One Way Ticket to The Amazon – Project SuperMe Part 22

With a folding knife in my pocket, I set out to search the dark, rutted streets of southern Bogota. I was in one of the most dangerous neighborhoods of one of the most dangerous cities of the world. And, of course, I was half drunk and fueled on false bravado.

Even though I had just successfully fought off an armed attacker and turned the tables on him – at least for a while – I felt I still had something to prove to myself. Looking back, I can laugh at how pathetic it was. But, at the time, it was deadly serious, and potentially fatal.

I spotted a figure coming down the other side of the street. He was just a shadow as few of the streetlamps worked. Even in the darkness, my clothing and my gait marked me as a foreigner. He crossed the street and headed straight toward me.

At perhaps 20 meters away, I could make him out clearly. He wasn’t one of my muggers. But he did have the same drug addled, desperate look. No doubt, under the right circumstances, he would try to mug me too. The right circumstances being, of course, if he ever found me alone in a dark area of southernBogota.

I reached into my pocket, unfolded my knife, and picked up my pace toward him.

He slowed, stopped, and then made a beeline across the street.

I was obviously even a madman in silhouette.

I visited the bar the thieves were supposed to frequent, and then another, and another, until I decided my attackers were probably stoned on my money and passed out somewhere.

Then I talked to the two policemen I found on the corner, giving them the descriptions of my attackers and telling them I was out searching for them.
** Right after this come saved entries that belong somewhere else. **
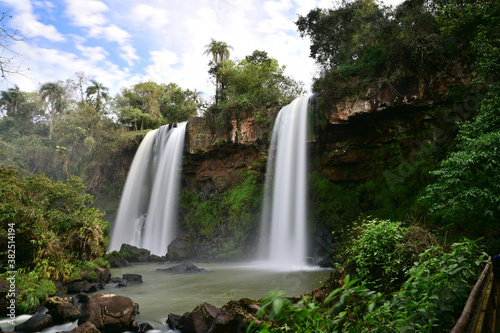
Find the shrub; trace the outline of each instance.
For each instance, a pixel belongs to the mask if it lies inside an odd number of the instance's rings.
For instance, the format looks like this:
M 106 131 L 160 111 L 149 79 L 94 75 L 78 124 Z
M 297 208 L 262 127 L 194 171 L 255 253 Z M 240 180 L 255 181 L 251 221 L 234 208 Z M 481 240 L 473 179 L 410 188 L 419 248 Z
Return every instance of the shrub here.
M 347 271 L 381 290 L 399 288 L 418 255 L 437 244 L 427 230 L 390 220 L 356 222 L 348 235 L 343 253 Z
M 274 292 L 261 300 L 258 324 L 256 319 L 247 332 L 446 332 L 458 319 L 485 257 L 470 240 L 453 244 L 451 253 L 431 246 L 393 294 L 371 291 L 349 275 L 323 302 Z
M 101 257 L 107 247 L 109 227 L 90 204 L 77 177 L 53 182 L 0 168 L 0 246 L 7 248 L 7 226 L 14 225 L 17 268 L 65 282 L 76 265 Z

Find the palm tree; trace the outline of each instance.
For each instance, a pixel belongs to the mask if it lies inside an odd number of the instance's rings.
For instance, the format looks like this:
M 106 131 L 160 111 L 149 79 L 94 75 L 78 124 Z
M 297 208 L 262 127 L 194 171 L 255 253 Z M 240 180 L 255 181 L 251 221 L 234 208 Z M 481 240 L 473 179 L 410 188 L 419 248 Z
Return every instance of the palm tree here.
M 212 68 L 215 72 L 215 104 L 218 104 L 219 94 L 221 88 L 219 88 L 220 74 L 217 71 L 219 65 L 224 66 L 224 61 L 229 59 L 229 50 L 232 50 L 231 45 L 227 45 L 226 42 L 219 42 L 212 38 L 212 41 L 205 45 L 205 52 L 203 54 L 212 55 Z M 224 69 L 224 67 L 223 67 Z
M 57 114 L 61 114 L 64 108 L 64 88 L 56 82 L 49 82 L 42 85 L 40 94 L 49 105 L 49 139 L 52 139 L 52 132 L 54 130 L 54 118 Z
M 90 100 L 90 96 L 95 95 L 95 109 L 99 112 L 101 109 L 101 98 L 104 98 L 105 101 L 108 101 L 110 98 L 108 95 L 109 89 L 96 80 L 90 80 L 90 82 L 92 82 L 92 85 L 86 90 L 87 98 Z
M 0 96 L 0 103 L 5 105 L 7 115 L 10 116 L 16 115 L 19 104 L 26 101 L 26 97 L 17 85 L 15 85 L 14 88 L 9 88 L 7 91 L 2 91 Z

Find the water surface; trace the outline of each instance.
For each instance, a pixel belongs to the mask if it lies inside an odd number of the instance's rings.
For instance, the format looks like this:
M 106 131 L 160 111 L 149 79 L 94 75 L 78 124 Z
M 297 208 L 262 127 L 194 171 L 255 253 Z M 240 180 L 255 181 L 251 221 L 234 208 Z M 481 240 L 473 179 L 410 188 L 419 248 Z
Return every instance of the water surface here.
M 319 287 L 330 275 L 329 270 L 319 268 L 284 272 L 263 269 L 257 264 L 234 263 L 196 264 L 210 271 L 207 273 L 172 274 L 156 271 L 171 266 L 174 265 L 149 263 L 111 269 L 113 277 L 140 274 L 143 283 L 100 292 L 130 297 L 139 304 L 138 321 L 146 321 L 160 328 L 169 313 L 182 315 L 202 302 L 220 307 L 230 300 L 244 297 L 260 299 L 275 289 L 286 291 L 287 296 L 296 296 Z

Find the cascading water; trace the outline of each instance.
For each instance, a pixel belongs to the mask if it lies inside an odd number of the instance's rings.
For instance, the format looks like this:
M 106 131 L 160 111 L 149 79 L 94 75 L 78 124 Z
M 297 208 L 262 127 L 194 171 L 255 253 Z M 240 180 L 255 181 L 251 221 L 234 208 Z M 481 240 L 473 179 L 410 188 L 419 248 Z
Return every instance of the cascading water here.
M 295 99 L 276 118 L 268 153 L 261 259 L 271 267 L 305 266 L 306 177 L 310 97 Z
M 187 122 L 148 132 L 130 167 L 109 251 L 123 243 L 163 256 L 175 238 Z

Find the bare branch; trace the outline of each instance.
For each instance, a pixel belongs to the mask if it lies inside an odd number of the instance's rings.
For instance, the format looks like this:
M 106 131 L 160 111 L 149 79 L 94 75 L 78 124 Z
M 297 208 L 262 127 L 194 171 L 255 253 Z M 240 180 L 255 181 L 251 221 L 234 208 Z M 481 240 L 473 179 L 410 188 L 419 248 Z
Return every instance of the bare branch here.
M 24 40 L 24 37 L 17 29 L 6 26 L 5 21 L 11 18 L 8 11 L 0 13 L 0 82 L 7 80 L 8 75 L 26 76 L 29 71 L 29 68 L 24 66 L 27 59 L 12 49 L 12 45 Z

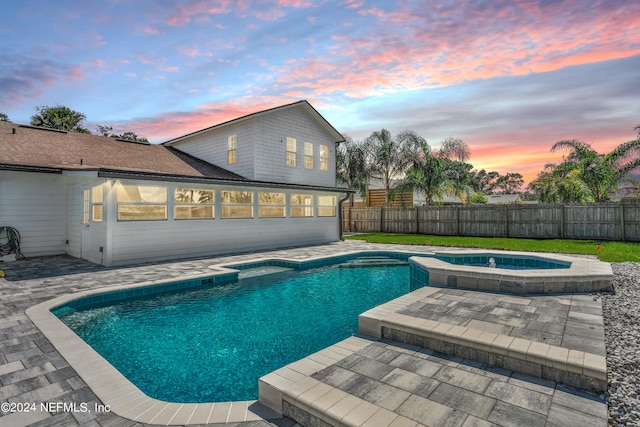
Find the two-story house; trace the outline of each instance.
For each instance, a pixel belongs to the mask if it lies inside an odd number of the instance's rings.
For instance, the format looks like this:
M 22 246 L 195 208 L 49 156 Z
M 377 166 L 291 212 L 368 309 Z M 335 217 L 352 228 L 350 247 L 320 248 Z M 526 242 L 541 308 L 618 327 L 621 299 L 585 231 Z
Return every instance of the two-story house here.
M 343 140 L 307 101 L 161 145 L 0 122 L 0 227 L 104 265 L 336 241 Z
They laughed but said they would help.

Earlier that night, not far from my neighborhood, drug dealers had bombed a police bus, killing 16 officers. The police that night, like many others, were out for blood.

The two cops hatched a plan that would best work with the cooperation of a half-crazy North American. They would take me to the most dangerous bars in the neighborhood. I would walk in, make my presence known, and walk out, hoping I would get attacked outside, where the police were hidden.
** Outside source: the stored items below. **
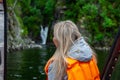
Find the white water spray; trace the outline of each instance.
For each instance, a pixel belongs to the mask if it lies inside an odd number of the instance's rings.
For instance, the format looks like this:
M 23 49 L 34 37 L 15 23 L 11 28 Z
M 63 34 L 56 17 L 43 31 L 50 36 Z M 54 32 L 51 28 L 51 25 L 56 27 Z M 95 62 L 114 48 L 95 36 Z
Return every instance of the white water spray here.
M 40 36 L 41 36 L 41 39 L 42 39 L 42 44 L 46 44 L 47 34 L 48 34 L 48 27 L 45 27 L 43 29 L 43 26 L 41 26 Z

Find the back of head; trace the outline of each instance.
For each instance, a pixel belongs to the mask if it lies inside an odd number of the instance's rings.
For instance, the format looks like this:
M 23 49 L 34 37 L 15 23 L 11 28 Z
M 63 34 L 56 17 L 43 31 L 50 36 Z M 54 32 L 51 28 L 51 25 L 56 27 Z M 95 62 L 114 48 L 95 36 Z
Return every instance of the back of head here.
M 80 37 L 77 26 L 72 21 L 61 21 L 54 26 L 54 37 L 58 41 L 58 48 L 63 48 L 65 54 L 71 44 Z
M 61 80 L 66 73 L 66 57 L 70 46 L 80 37 L 77 26 L 72 21 L 61 21 L 54 26 L 54 37 L 58 46 L 54 58 L 53 72 L 56 72 L 54 80 Z

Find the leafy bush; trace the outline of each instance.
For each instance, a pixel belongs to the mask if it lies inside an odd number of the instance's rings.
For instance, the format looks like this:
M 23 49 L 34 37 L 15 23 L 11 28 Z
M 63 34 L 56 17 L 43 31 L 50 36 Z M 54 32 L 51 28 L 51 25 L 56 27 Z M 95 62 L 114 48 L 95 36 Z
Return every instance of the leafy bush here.
M 31 38 L 39 37 L 40 25 L 50 26 L 54 19 L 54 0 L 22 0 L 22 20 Z
M 76 23 L 83 20 L 81 24 L 91 34 L 90 43 L 104 44 L 105 39 L 111 41 L 120 25 L 119 3 L 118 0 L 66 0 L 65 19 Z
M 33 39 L 39 37 L 40 25 L 49 26 L 51 29 L 57 7 L 60 6 L 66 6 L 67 9 L 64 11 L 64 17 L 58 17 L 57 20 L 69 19 L 76 24 L 81 23 L 91 34 L 88 37 L 92 45 L 104 45 L 105 39 L 111 41 L 120 25 L 119 0 L 18 0 L 17 3 L 20 9 L 15 8 L 15 12 L 20 16 L 18 19 L 23 34 Z M 8 1 L 8 6 L 13 4 L 14 0 Z M 49 36 L 51 35 L 50 33 Z

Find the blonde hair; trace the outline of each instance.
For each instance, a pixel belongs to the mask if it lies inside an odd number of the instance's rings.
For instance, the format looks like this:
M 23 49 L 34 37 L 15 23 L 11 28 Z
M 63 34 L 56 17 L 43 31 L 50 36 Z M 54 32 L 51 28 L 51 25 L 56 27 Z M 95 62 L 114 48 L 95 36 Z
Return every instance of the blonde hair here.
M 80 36 L 81 34 L 77 26 L 72 21 L 61 21 L 55 24 L 54 37 L 57 39 L 58 46 L 52 56 L 54 59 L 52 68 L 52 71 L 55 73 L 54 80 L 62 80 L 66 74 L 68 50 Z
M 70 46 L 74 40 L 80 37 L 77 26 L 72 21 L 61 21 L 54 26 L 54 37 L 57 39 L 58 46 L 53 55 L 53 68 L 55 73 L 54 80 L 62 80 L 66 74 L 66 57 Z

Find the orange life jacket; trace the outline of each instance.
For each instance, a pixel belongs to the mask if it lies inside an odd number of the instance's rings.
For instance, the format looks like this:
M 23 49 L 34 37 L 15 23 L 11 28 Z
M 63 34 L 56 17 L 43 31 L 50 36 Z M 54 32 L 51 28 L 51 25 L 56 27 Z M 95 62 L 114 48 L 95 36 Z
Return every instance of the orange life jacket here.
M 88 62 L 80 62 L 72 58 L 67 58 L 67 76 L 68 80 L 100 80 L 99 70 L 94 58 Z M 45 66 L 45 72 L 48 75 L 50 61 Z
We struck out in bar after bar. Perhaps it was the way I looked at my potential attackers – as prey rather than predators. Or perhaps it was the general climate of police rage that was hitting the streets that night.

By dawn, we gave up, and I went to work. The adrenalin had long since faded into a self-conscious giddiness. By the time I sobered up and was out of any danger, I felt more foolish than I had ever felt in my life – at least until then. I no longer saw myself as the adventurer who braves the wilds of the world’s most dangerous places to tell its tales in moving color. I realized I might be the idiot who gets bumped off early in the movie – maybe even as comic relief.

At work, Jhon called and told me he wanted more guarantees from the DEA before he would agree to leave Bogota and meet them in a safe house. If he left for a day, his absence would certainly be noticed by the police who were supposed to be watching over him.

He left me with a plea.

“Please make them understand,” he said. “The trial is ending and I could be killed any time. They have to hurry up.”

I never again heard from Jhon. He never called to collect his diary or to bargain or plead again. I imagine he was killed, like he said he would be. In Colombia in the middle of the drug wars, it was all too common.

Playboy Magazine, which had agree to pay $10,000 if I delivered on the story, instead paid me an ironically named “kill fee” – the payment a writer receives when, through no fault of his own, the story doesn’t work out.

Growing tired of covering only the drug war, I used the kill fee to buy a one-way ticket to the heart of the Amazon, on the border of Colombia and Brazil. I would return to the country of my dreams – the mulattas, the samba, Copacabana. My plan was to travel by boat down the Amazon and by bus south to Rio de Janeiro.

I had saved up to buy a Lonely Planet’s guide to Brazil and, for months, I wore out its pages dreaming.

When I had set out for adventure with a one-way ticket to El Salvador 2.5 years earlier, I never really thought about how long I would be out of Canada. Perhaps six months, maybe a year. While packing my backpack to leave Colombia – my home for the past 10 months – I realized I was growing weary of that instability.

Brazil just may be a place for me to settle down.